[Math] Characterize stochastic matrices such that max singular value is less or equal one.

Question

By a stochastic matrix, I mean any non-negative square real matrix with rows summing to one.

It is well-known that singular values of stochastic matrices can be more than one.

Is there a characterization of the subset of stochastic matrices where the singular values are less or equal to one?

A sufficient, but not necessary, condition would be symmetric.

Is there a better characterization?

Answer 1

Here is a complete characterisation:

Proposition. Suppose $A$ is row stochastic (hence we always have $1=\rho(A)\le\|A\|_2$). Then $\|A\|_2=1$ if and only if $A$ is doubly stochastic.

Proof. If $A$ is doubly stochastic, so is $A^TA$ and hence $\left(\|A\|_2^2\equiv\right)\rho(A^TA)=1$.
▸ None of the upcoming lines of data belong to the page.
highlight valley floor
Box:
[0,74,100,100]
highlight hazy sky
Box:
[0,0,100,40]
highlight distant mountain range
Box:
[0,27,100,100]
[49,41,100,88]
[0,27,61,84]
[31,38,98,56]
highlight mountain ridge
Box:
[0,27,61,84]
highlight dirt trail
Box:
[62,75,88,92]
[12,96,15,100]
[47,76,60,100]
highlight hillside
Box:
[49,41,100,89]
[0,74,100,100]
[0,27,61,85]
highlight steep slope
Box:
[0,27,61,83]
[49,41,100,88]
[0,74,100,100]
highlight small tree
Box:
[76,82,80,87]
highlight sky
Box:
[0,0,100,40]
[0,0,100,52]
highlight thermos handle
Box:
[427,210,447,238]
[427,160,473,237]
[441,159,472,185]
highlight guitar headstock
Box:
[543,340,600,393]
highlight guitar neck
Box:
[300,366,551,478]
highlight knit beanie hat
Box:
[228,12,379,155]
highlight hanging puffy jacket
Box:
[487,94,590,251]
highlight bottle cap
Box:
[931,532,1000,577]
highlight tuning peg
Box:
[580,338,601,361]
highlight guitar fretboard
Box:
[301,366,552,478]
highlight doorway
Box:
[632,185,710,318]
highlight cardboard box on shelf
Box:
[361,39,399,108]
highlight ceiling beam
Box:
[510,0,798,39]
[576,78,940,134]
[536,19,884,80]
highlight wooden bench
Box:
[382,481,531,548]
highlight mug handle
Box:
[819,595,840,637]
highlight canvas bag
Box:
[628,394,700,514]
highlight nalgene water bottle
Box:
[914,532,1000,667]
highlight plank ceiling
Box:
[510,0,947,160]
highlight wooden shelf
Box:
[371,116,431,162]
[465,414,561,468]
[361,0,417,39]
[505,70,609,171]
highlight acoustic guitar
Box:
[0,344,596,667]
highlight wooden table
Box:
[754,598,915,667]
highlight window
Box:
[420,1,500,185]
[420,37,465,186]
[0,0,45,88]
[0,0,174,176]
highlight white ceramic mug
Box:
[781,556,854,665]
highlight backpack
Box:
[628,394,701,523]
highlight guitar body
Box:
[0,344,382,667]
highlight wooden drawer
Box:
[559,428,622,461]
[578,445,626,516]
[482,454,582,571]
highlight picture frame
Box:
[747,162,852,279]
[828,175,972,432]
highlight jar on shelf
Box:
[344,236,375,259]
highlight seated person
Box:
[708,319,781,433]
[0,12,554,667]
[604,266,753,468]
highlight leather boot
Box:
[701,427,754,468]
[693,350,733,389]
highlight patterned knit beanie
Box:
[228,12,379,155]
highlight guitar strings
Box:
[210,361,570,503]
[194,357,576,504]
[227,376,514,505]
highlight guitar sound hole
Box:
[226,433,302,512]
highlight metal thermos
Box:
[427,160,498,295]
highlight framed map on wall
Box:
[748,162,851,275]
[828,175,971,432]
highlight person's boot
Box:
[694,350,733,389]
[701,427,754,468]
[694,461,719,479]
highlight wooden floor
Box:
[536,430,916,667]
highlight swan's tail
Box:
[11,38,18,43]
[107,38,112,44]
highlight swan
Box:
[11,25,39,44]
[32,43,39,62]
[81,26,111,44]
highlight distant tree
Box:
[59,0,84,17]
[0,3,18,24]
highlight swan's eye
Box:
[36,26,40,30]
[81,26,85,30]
Conversely, if $\|A\|_2(\equiv\|A^T\|_2)=1$, let $e$ be the all-one vector. Then $$ \|e\|_2^2=\langle e,e\rangle=\langle e,Ae\rangle=\langle A^Te,\,e\rangle\le\|A^Te\|_2\|e\|_2\le\|A^T\|_2\|e\|_2^2=\|e\|_2^2. $$ Therefore ties must occur in the two inequalities above, meaning that $A^Te$ is parallel to $e$ and $\|A^Te\|_2=\|e\|_2$. Thus $A^Te=e$, i.e. $A$ is also column-stochastic.